The blast of the Arctic air snapped me back to the reality of the present, as I open the door to go outside. Yes, I am cold, and very, very far away from the warm place I always known as home.

I was so homesick, feeling sorry for myself.  Then a thought occurs: being far away from home is the very essence of the first Christmas — when Jesus left the comfort of His heavenly home and came to this lowly planet and spent His first night here on earth, in a humble and cold stable.

On this holiday season, wherever you are, home or far away from home, I wish you a merry and blessed Christmas.

4 comments

  1. I grew up in Buffalo, NY which is well known for harsh winters full of lake effect snow and blizzards. My goal was always to flee that weather when I was old enough and now I’m ensconced in the South. Still, the winters here are cold with the occasional day of snow. I’m not far enough south yet it seems.

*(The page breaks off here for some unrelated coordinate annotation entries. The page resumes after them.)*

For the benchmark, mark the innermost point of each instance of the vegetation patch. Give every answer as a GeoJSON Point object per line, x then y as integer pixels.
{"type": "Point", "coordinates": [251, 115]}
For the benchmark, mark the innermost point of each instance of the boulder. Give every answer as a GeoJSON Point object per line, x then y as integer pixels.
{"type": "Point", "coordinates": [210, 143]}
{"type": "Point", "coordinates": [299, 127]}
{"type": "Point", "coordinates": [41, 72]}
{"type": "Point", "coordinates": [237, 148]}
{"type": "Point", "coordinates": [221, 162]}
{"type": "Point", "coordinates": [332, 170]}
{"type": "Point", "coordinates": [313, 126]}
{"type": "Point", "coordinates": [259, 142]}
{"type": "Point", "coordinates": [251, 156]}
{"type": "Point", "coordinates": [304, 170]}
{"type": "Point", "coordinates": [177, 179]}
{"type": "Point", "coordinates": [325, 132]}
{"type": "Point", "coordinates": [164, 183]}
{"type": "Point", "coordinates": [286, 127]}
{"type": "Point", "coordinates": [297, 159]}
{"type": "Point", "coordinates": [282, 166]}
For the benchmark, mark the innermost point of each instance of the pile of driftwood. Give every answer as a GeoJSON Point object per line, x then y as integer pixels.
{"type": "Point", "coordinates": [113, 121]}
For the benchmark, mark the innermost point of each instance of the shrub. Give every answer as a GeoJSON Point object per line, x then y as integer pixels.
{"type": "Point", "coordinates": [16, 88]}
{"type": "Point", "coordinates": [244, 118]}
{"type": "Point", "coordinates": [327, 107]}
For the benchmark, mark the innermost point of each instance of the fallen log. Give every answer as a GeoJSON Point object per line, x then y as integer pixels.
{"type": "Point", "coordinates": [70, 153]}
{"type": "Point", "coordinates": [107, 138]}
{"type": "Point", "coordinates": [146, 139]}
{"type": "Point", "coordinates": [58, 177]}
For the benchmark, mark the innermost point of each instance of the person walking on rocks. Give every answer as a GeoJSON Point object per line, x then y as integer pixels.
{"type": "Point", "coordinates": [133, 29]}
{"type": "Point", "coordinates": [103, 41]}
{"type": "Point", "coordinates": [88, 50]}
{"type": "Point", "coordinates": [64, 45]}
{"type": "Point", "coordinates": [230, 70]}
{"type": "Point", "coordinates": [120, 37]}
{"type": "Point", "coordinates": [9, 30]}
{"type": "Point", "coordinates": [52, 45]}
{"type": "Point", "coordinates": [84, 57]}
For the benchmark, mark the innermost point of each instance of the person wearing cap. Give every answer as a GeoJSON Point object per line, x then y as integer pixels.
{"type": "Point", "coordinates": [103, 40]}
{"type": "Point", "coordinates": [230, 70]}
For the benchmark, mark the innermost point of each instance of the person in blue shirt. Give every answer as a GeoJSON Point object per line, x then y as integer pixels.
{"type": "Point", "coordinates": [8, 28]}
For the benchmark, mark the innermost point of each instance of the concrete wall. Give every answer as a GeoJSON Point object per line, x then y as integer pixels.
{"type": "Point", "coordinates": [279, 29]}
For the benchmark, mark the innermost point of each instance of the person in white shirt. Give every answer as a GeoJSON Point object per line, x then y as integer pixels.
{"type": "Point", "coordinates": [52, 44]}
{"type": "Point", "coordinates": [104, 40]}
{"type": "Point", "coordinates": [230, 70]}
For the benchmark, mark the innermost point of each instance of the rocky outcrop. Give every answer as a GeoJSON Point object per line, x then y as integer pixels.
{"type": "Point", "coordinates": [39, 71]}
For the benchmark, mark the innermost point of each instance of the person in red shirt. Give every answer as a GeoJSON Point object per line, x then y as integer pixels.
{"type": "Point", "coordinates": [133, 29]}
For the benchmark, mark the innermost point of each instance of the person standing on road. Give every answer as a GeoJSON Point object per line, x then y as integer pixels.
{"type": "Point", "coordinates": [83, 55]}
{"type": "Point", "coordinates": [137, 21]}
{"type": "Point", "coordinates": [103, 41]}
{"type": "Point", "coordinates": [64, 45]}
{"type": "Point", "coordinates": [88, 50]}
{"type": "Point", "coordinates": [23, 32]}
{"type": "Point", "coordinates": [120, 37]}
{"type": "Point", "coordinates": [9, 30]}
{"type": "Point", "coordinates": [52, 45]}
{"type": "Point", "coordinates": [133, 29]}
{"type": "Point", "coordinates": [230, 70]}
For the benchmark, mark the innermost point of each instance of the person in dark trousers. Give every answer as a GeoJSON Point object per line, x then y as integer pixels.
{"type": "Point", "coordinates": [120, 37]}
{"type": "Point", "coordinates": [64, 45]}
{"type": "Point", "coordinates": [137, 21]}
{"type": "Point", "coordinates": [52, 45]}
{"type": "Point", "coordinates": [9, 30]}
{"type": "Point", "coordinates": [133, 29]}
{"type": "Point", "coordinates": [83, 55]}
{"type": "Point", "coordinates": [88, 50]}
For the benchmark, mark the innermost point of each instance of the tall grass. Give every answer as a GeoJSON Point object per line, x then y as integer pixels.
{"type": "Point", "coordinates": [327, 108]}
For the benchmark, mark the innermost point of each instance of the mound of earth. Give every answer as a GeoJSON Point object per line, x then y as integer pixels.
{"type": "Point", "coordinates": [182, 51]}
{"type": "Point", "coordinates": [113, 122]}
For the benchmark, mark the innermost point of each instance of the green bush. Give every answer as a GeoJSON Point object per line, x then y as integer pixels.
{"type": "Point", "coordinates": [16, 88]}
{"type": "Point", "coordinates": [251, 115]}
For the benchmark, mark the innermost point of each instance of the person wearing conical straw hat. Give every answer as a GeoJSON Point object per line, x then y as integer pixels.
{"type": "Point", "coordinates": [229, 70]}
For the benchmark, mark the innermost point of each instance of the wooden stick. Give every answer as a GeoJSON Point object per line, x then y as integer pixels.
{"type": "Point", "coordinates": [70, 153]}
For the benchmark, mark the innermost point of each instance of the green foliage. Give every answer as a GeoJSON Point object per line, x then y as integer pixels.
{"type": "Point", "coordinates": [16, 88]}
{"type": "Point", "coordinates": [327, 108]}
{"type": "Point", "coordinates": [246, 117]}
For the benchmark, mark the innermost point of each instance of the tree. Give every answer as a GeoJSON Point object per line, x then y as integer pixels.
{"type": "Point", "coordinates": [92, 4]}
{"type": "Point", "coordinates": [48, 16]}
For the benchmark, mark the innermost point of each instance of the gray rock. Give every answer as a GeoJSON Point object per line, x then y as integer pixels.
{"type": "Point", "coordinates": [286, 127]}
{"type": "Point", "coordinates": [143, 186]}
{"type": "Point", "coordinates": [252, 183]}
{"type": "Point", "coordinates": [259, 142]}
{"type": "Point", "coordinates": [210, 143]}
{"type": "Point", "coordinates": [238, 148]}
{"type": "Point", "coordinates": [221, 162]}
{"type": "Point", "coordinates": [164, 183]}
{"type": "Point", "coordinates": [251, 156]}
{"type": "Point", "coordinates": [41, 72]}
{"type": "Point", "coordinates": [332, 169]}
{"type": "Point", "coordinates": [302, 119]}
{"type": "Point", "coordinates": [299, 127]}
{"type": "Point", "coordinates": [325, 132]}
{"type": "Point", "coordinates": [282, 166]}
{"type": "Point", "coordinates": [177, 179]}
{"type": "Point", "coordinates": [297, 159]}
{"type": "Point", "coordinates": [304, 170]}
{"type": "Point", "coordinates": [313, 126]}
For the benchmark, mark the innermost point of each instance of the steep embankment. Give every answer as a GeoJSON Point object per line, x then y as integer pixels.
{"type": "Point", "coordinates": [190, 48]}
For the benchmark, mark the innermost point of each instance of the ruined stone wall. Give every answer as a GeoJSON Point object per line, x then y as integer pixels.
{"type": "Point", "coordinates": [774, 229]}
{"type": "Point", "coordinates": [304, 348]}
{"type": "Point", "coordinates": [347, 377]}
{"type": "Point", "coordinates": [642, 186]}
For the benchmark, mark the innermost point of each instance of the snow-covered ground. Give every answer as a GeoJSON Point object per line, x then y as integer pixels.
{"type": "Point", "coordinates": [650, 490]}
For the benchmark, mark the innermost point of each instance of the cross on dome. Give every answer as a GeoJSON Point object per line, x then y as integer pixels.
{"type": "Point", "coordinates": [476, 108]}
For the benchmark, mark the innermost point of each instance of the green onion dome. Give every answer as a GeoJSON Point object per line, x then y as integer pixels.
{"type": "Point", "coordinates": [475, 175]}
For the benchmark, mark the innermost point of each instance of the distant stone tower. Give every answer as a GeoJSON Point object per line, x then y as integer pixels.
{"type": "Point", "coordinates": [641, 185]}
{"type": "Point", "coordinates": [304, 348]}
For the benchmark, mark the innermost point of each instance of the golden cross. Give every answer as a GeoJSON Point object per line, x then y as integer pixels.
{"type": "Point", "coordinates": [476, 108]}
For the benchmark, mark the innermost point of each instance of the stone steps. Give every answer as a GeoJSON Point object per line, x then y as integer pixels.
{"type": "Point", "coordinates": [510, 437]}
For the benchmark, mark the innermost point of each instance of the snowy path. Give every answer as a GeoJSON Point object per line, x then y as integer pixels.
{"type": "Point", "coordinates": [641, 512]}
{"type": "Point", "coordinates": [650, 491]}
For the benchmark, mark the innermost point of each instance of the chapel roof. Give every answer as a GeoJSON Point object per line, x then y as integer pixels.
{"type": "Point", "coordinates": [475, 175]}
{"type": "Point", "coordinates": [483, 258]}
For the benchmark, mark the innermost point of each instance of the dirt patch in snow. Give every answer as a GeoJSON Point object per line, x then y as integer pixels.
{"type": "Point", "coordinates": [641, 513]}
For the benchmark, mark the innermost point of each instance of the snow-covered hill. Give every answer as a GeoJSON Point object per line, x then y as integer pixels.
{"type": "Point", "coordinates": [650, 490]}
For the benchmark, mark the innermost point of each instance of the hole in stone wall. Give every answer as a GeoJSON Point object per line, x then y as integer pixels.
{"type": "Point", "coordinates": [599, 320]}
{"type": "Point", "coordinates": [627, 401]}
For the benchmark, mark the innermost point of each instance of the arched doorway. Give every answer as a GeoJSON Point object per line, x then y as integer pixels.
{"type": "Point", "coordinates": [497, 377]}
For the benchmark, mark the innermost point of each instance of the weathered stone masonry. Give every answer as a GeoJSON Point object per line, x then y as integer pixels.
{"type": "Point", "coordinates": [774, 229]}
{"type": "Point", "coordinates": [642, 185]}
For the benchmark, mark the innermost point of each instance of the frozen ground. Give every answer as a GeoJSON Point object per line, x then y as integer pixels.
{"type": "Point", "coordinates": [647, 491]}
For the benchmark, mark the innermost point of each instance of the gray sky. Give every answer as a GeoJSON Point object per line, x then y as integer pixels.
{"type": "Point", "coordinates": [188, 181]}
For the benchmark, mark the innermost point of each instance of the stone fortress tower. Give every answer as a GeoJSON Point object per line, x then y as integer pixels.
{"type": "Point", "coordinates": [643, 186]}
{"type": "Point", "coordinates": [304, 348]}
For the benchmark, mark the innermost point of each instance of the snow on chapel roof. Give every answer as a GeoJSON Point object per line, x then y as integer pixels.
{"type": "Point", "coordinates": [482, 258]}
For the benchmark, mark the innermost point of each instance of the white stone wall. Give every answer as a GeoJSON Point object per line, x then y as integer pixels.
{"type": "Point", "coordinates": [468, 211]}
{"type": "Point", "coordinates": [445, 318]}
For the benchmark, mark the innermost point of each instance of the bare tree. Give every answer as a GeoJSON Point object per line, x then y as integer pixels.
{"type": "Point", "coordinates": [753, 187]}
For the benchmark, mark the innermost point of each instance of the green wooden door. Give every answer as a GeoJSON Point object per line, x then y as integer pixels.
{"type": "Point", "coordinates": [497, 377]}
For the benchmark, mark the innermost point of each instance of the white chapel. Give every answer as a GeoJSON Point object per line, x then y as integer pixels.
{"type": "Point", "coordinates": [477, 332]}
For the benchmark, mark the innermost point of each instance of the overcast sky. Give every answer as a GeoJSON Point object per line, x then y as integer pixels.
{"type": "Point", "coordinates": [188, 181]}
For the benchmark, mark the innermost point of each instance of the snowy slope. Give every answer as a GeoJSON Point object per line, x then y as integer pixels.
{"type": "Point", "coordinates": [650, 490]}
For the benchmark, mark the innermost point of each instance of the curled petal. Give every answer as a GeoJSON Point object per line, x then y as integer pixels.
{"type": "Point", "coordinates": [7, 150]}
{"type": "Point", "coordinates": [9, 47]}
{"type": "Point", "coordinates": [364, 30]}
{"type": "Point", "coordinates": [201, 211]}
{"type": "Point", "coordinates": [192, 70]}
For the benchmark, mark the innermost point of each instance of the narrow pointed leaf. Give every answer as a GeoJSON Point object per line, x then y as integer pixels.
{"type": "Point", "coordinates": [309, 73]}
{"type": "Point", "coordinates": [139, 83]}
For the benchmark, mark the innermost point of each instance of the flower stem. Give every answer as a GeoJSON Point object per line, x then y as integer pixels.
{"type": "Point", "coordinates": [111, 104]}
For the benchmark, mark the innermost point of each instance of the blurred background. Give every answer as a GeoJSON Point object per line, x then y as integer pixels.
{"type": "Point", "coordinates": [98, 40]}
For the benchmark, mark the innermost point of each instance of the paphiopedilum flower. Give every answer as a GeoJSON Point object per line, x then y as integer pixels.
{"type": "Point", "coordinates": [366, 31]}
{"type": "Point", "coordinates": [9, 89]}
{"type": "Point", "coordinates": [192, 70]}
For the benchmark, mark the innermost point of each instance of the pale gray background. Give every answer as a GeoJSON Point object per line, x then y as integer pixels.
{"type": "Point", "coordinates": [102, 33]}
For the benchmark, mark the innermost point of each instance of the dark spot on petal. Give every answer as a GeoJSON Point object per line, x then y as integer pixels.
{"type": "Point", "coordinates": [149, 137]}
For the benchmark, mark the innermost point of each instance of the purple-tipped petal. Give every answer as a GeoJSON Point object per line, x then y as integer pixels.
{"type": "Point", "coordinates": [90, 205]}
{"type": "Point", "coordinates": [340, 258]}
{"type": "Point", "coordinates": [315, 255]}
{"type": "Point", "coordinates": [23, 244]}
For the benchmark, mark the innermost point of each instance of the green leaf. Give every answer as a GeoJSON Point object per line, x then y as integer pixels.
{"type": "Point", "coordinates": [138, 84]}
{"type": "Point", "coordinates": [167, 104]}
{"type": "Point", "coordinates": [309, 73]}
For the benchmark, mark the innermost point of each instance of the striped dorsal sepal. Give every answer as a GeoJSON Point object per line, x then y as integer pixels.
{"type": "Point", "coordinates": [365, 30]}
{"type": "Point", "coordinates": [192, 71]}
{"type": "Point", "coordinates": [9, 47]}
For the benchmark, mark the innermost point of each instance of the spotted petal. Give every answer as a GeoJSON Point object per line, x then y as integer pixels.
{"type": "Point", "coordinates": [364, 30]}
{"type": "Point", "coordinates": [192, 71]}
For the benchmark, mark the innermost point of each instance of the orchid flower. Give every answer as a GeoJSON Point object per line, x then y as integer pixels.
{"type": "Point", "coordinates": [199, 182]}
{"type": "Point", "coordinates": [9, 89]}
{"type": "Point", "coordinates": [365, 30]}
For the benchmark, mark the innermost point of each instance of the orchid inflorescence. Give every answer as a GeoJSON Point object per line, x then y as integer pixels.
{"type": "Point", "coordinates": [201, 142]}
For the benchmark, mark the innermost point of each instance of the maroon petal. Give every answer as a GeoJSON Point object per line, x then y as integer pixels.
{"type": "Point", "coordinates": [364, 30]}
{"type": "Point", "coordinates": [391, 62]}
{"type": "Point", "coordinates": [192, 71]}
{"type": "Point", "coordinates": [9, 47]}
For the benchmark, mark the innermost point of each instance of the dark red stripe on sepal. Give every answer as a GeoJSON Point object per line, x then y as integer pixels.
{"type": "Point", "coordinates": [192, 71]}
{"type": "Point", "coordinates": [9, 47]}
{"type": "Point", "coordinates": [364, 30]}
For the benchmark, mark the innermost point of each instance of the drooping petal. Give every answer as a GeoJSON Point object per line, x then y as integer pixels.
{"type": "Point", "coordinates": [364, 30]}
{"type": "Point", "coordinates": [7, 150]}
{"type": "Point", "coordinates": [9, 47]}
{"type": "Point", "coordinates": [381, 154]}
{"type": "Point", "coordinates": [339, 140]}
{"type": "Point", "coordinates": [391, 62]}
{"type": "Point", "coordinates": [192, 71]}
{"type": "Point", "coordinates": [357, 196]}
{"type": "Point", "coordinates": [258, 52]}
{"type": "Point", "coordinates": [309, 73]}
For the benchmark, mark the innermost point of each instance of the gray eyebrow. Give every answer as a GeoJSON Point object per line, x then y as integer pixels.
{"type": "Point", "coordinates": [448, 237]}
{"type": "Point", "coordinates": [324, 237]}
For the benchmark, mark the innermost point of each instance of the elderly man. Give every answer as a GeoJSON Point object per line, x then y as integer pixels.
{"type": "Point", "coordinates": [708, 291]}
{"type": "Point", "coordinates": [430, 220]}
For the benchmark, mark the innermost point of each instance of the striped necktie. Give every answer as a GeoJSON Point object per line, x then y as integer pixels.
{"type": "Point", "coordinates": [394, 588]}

    People not used to snow (such as my friends from the South) can bring me to irritation instantly by wishing for a snowfall and saying “how pretty it is”. They’ve never lost feeling in their feet and hands trudging through it or stepped in a brown, polluted slush pile. I doubt they had to deal with foyers full of dirty melt water to mop or the ever present stains on pants legs from road salt. If I sound like a grump it is because I am. 😀

    So I too wish for a Christmas from your past where I can sit outside and enjoy the day. However, I don’t think I could give up turkey dinner no matter how much I like menudo and kaldereta.